A bit later today, I’m heading over to the Government Accountability Office to give a talk on income inequality. Here are my notes:

- What are we worried about, exactly? The incomes of the top one percent? The income of the top 0.1 percent? The incomes of the 25th and 50th percentiles? The gap between the rich and the poor? The gap between the rich and the middle?

- It’s very possible these are different problems. Median wages stagnate in the 70s. Incomes at the top take off in the 80s.

- It’s also possible that they have different solutions. You’re probably worried about stagnating median wages because you think median wages should be higher. That argues for policies that somehow boost incomes in the middle. Separately, you may worry about the incomes of the rich because it gives them extraordinary political power. But that might argue more directly for policies that reform the campaign-finance system than it does for, say, a higher capital-gains tax rate.

- Political power probably should worry you. Martin Gilens, a political scientist at Princeton University, has been collecting the results of nearly 2,000 survey questions reaching back to the 1980s, looking for evidence that when opinions change, so too does policy. And he found it—but only for the rich. Policy changes with majority support didn’t become law except when that majority support included voters at the top of the income distribution. When the opinions of the poor diverged from the opinions of the rich, the opinions of the poor did not appear to matter. If 90 percent of the poor supported a policy change, its chances of passage were no better than if 10 percent of the poor supported it.

- Policy probably plays a role here. Germany, France, Japan, the Netherlands, Sweden and Switzerland have seen almost no rise in inequality. Australia, Canada, Ireland and the UK have seen a rise in inequality, but only half of what the United States has seen.

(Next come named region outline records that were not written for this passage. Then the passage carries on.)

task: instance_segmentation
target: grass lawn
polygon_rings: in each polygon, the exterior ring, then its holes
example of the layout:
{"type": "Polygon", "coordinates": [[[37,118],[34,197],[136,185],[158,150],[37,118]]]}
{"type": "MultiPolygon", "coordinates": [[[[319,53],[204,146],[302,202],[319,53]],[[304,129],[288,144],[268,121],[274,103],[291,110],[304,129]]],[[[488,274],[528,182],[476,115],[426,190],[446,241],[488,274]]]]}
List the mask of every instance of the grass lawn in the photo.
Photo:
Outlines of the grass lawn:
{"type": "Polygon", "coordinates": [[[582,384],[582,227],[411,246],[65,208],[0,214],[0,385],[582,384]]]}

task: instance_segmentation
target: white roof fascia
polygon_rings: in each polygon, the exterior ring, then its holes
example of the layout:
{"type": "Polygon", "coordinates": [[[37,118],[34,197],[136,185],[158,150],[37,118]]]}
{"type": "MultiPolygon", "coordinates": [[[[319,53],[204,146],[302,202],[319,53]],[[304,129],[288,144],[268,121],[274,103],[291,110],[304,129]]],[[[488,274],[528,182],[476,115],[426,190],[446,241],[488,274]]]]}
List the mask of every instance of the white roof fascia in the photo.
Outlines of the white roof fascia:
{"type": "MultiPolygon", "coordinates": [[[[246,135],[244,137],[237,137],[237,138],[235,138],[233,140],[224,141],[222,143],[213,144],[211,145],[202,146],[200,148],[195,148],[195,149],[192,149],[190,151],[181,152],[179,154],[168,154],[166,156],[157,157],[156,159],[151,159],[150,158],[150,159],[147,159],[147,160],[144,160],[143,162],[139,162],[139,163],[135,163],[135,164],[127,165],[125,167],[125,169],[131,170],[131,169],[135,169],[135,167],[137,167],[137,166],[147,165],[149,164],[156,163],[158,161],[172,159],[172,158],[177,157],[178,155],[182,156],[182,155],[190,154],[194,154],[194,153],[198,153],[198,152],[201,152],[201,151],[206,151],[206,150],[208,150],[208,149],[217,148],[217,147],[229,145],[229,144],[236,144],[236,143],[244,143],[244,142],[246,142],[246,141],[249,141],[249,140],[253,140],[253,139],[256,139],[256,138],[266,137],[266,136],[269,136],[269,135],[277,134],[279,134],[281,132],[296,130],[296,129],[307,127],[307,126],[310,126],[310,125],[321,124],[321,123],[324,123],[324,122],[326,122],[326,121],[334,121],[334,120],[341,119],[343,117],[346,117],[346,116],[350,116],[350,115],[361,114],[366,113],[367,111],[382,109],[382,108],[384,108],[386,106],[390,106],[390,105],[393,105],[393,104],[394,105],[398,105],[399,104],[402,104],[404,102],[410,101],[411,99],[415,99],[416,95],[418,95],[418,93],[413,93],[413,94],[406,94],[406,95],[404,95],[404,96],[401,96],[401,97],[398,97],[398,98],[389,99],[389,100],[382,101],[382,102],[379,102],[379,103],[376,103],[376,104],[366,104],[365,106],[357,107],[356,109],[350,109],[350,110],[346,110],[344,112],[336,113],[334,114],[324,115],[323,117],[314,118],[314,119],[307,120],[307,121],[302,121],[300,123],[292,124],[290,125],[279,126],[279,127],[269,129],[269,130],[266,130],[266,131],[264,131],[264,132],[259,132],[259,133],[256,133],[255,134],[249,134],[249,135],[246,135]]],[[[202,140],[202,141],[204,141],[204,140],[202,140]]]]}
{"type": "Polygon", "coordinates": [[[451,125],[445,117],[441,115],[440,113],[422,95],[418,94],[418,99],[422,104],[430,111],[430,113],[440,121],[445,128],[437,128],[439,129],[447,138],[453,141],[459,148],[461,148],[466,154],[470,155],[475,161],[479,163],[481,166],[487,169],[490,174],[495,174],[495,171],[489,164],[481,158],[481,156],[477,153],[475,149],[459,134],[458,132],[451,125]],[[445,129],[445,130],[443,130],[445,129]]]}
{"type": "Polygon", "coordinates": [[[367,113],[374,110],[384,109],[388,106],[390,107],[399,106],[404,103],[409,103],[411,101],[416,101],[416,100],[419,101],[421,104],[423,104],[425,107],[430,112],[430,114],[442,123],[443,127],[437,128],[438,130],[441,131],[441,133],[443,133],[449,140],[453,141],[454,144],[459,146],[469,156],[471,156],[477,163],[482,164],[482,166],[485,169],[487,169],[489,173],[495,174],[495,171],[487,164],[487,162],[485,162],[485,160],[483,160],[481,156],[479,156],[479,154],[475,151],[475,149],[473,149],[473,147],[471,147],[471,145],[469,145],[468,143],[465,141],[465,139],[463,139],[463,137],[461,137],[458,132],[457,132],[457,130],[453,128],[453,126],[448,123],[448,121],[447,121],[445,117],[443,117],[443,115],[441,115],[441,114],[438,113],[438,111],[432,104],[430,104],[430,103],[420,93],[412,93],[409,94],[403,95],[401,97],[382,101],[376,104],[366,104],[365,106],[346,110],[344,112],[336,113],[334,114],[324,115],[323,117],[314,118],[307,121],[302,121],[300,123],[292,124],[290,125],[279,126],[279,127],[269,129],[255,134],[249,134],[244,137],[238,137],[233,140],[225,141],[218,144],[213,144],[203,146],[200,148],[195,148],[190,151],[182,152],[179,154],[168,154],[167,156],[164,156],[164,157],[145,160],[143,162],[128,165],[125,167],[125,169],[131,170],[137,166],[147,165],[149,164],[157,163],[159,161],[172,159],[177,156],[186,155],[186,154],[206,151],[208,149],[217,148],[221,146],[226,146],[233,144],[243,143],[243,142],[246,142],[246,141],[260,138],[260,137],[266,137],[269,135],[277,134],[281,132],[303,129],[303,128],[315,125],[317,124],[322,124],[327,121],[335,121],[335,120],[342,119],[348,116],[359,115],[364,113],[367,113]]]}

- I don’t find everything in Jacob Hacker and Paul Pierson’s ‘Winner-Take-All Politics” persuasive (review here), but the importance of policy “drift” should not be underestimated. They argue that what we don’t do in American politics is often as or more important than what we do do. If politicians used to vigilantly pursue increases in median wages and more economic equality and they have since stopped, you could see widening inequality and stagnating median wages even though no policy changes specifically led to that trend. Rather, the problem was that there weren’t policy changes enacted in response to that trend.

- Drift increases as political paralysis increases. And political paralysis has increased as parties have become more ideologically unified and procedurally disciplined. Rules that once helped forge consensus now lead to paralysis. There were more filibusters in the 110th Congress than in the 50s, 60s and 70s combined.

- That said, we could eliminate drift tomorrow and then do...what? Making the tax code more progressive would help. So would more aggressive health-care reform. But consensus breaks down after that. Unions? Trade policy? Education reform? It’s much easier to limit after-tax compensation for the rich than raise pre-tax compensation for everyone else.

- This is not a stable equilibrium. Particularly if median wages don’t pick back up and the political system doesn’t improve its capacity to respond. Tea party and Occupy Wall Street are signs of political stress. If we don’t get growth — and I mean growth for everybody — back on track soon, they’re just the beginning.